I think that the above posters are right that many young Catholic boys who find themselves struggling with same-sex attraction either see the priesthood as a way of dealing with "that" or see 'that" as a form of "calling," God's tap on the shoulder and whatnot.

The first layman I ever told about "that" was a nationally-known and very orthodox Catholic law professor who I had a class with. He published something about homosexuality that I thought was grossly incomplete and I wrote him a lengthy, very confessional note saying what I thought the article didn't grasp (although nothing in it was exactly "wrong"), and we discussed it for a couple of hours. He suggested to me that perhaps God was "blessing you" (his term) with a calling to celibacy and perhaps the priesthood as well.

In a similar vein, the mother who's very proud of "my boy, the priest" is such a stock and recognizable character that it has to have some basis in broad experience.
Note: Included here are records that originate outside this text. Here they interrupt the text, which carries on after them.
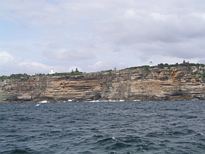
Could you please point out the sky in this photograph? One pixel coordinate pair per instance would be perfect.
(93, 35)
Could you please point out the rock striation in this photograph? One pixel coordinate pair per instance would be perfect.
(163, 82)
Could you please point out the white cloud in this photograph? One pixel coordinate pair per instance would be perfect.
(103, 34)
(5, 58)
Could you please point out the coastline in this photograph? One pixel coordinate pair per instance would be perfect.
(145, 83)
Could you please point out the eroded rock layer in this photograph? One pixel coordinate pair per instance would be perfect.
(171, 82)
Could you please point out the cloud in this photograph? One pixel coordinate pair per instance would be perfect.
(5, 58)
(104, 34)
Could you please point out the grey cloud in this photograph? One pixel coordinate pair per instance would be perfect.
(107, 33)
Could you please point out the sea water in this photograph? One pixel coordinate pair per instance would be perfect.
(103, 128)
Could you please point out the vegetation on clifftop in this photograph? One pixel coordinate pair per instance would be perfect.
(76, 72)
And there's enough psychological-anecdotal evidence that domineering mothers produce gay boys that a connection to priests (particularly in big ethnic ghetto families -- which is the situation whose vocational fruit we have decades later) seems reasonable.
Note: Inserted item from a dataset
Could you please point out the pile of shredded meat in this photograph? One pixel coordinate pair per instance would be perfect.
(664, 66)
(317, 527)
In addition, a Catholic boy who has these mysterious desires for male companionship that he probably only half-understands (and probably doesn't yet see in sexual terms ... I speak from experience here) is probably going to gravitate to priests -- plus there's all the loveliness of the smells and bells.
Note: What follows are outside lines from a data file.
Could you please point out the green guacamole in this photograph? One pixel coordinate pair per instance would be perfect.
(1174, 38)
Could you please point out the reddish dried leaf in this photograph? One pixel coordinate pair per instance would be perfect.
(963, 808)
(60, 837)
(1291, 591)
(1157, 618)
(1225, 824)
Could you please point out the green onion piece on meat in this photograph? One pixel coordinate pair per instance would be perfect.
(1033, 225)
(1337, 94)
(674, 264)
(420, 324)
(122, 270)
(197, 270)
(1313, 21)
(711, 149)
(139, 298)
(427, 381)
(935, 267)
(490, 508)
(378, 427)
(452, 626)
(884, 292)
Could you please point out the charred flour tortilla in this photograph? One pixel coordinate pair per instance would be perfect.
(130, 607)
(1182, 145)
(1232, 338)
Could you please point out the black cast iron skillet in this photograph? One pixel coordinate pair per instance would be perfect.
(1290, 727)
So you have an unnaturally large share of men thrown together with homosexual inclinations. Some stumble and become compromised and blackmailed. Then discipline becomes impossible (or very painful) and the result is the Lavender Mafia. Church teachings become harder to credit, and downright ugly behavior becomes normal and, in some places, orthodox men find the environment intolerable, the bad money driving out the good as that fallacy of Lutheran pseudo-science Gresham's Law would predict.

At the risk of touching the third rail, I agree with [Rod] Dreher that among the worst fallout of the scandals is that so many parents (quite rationally, in a certain sense, if irrationally in another sense) can no longer trust priests with their young boys, and all the good priests have to operate under such a cloud of suspicion as to make impossible some of the good they can do. Thus boys like Tony Hendra are less likely to find men like Father Joe who can save them. In fact, particularly for a young boy struggling with latent homosexuality, a chaste gay priest might be the best friend he could have. If nothing else, such a priest would personify the Church teaching that these inclinations are not the end of the world even if they never go away, and that the boy is still called to serve God somehow and be part of the Church family somehow. But what parent in this environment would trust a son that they "had worries about" with a priest?